Nobel Prize Recognizes Pioneering Immune System Discoveries
This year's prestigious award in Physiology or Medicine was granted for revolutionary findings that clarify how the body's defense network targets harmful infections while sparing the body's own cells.
Three esteemed researchers—from Japan Prof. Sakaguchi and American scientists Mary Brunkow and Dr. Ramsdell—share this honor.
The work uncovered unique "sentinels" within the immune system that remove rogue immune cells that could harming the body.
The discoveries are now enabling innovative treatments for autoimmune diseases and malignancies.
The laureates will divide a monetary award worth 11 million Swedish kronor.
Crucial Findings
"The research has been essential for comprehending how the immune system operates and the reason we don't all suffer from serious autoimmune diseases," commented the head of the award panel.

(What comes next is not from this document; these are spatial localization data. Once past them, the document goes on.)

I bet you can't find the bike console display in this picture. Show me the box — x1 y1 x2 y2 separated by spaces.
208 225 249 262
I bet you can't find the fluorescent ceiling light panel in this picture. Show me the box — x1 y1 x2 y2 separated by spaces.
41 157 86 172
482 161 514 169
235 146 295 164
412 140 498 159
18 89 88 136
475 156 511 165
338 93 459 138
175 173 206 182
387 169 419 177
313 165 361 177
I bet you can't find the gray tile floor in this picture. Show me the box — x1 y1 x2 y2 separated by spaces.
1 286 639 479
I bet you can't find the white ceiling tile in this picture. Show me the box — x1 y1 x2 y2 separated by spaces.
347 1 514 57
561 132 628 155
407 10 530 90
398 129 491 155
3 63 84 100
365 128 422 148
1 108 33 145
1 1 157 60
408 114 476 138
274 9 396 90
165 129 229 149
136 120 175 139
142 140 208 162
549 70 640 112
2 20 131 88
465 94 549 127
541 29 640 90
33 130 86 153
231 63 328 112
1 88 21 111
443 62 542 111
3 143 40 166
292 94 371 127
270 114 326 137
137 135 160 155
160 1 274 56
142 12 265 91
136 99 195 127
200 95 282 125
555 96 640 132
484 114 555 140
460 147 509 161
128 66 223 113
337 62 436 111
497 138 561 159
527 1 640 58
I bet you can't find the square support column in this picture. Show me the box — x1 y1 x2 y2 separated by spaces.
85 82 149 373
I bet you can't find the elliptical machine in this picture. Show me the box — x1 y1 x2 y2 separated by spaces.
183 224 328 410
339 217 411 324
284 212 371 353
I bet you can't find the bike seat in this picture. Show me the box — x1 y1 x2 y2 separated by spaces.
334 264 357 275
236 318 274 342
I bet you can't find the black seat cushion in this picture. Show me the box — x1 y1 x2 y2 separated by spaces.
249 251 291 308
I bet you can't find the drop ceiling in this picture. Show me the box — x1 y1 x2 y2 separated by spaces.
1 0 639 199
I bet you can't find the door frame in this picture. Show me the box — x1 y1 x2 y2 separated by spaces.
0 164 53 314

This trio's research explain a core mystery: How does the defense system defend us from countless infections while leaving our own tissues intact?

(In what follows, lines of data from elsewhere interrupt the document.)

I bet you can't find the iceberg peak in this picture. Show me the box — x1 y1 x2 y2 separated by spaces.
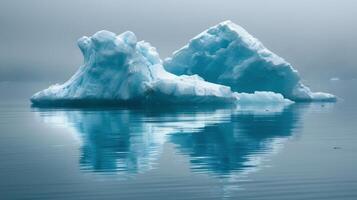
164 21 335 102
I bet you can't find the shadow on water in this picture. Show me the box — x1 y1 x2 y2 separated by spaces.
32 103 323 180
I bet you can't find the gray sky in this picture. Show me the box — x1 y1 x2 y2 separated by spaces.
0 0 356 85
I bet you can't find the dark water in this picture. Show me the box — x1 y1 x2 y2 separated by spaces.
0 82 357 200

The body's protection system uses white blood cells that scan for indicators of infection, even viruses and bacteria it has never encountered.
Such cells utilize sensors—known as recognition units—that are generated randomly in countless combinations.
That provides the defense network the ability to fight a broad range of invaders, but the unpredictability of the mechanism unavoidably produces immune cells that may attack the host.
Security Guards of the Body
Scientists earlier understood that some of these problematic white blood cells were eliminated in the immune organ—where immune cells develop.
The latest award honors the identification of regulatory T-cells—known as the immune system's "security guards"—which patrol the system to disarm any immune cells that assault the healthy cells.
It is known that this process fails in self-attack conditions such as type-1 diabetes, MS, and RA.
The prize committee stated, "The findings have laid the foundation for a novel area of investigation and accelerated the development of innovative therapies, for example for cancer and autoimmune diseases."
Regarding cancer, regulatory T-cells block the body from fighting the tumor, so studies are focused on reducing their quantity.
For self-attack disorders, trials are exploring increasing regulatory T-cells so the organism is no longer under attack. A similar method could also be useful in reducing the risks of organ transplant failure.
Pioneering Experiments
Prof Sakaguchi, of Osaka University, conducted tests on rodents that had their thymus extracted, leading to self-attack conditions.
He demonstrated that introducing immune cells from healthy mice could stop the illness—implying there was a mechanism for preventing immune cells from harming the host.
Mary Brunkow, from the Institute for Systems Biology in a US city, and Dr. Ramsdell, now at Sonoma Biotherapeutics in a California city, were investigating an inherited autoimmune disease in mice and humans that resulted in the discovery of a genetic factor vital for the way T-regs function.
"The pioneering research has uncovered how the immune system is controlled by T-reg cells, stopping it from mistakenly attacking the healthy cells," commented a prominent physiology expert.
"The work is a remarkable illustration of how fundamental physiological research can have broad consequences for public health."